Food patterns exist in context, and so often we see that the context for bingeing is an otherwise relentless attempt to control food through rigid and obsessive scrutiny of food intake. Sometimes, that’s just called a diet. Other times, it’s recognised as something more concerning. But, either way, we have become so accustomed to persistent food restriction being normal that we fail to see it as part of the context of a binge issue.
It’s frustrating, to say the least, that the official outlines of bingeing can ignore such a common contextual element, as to do so inhibits the potential for recovery. And it’s my take that we only pathologise the food restriction intake element of binge eating because we have so normalised the food restriction element of the binge cycle. And so we reinforce, even through formal diagnosis, that food intake is the problem. The reason for this is because it is believed to lead to weight gain, which speaks again to the weight stigma present in medical terminology. And then how does the diagnosis look any different than tedious old diet culture?
Our bodies are self-righting which means that they’re attempting to find balance at all times. So when food is denied to the body repeatedly, the body will sometimes override the cognitive patterns of restriction and compel a binge. It can feel out of control, scary, overwhelming and something that needs correcting, absolutely. But when the pendulum has been held firmly up in restriction, it is no surprise that it should sometimes slip and, with all that momentum, swing wildly up into food intake (ie: a binge).

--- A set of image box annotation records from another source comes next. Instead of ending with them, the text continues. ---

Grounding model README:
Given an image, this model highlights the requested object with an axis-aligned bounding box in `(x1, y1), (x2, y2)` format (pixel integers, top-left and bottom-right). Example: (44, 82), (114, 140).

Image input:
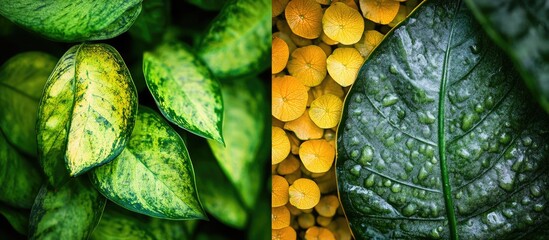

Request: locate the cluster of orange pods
(271, 0), (419, 240)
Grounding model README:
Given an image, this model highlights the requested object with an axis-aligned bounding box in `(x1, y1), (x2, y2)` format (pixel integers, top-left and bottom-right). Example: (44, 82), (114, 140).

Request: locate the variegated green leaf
(143, 42), (223, 143)
(0, 204), (30, 235)
(0, 52), (57, 156)
(0, 131), (42, 208)
(198, 0), (271, 79)
(208, 78), (268, 208)
(191, 146), (246, 229)
(29, 178), (107, 239)
(37, 44), (137, 186)
(91, 204), (188, 240)
(0, 0), (141, 42)
(90, 107), (205, 219)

If we are only dealing with half the issue we aren’t dealing with the issue. Which is why, if you come to talk to me about your experience bingeing, I might surprise you and ask about your experience of restriction. When you identify as someone with a bingeing issue it can feel challenging to consider that half the issue might be restriction. It might feel completely at odds with how you see your issue; it might even be at odds with how you see yourself. But I think it’s the safest way to work - to consider the whole cycle, the context, the big picture. When we deal with the restriction, often we correct the need for the binge.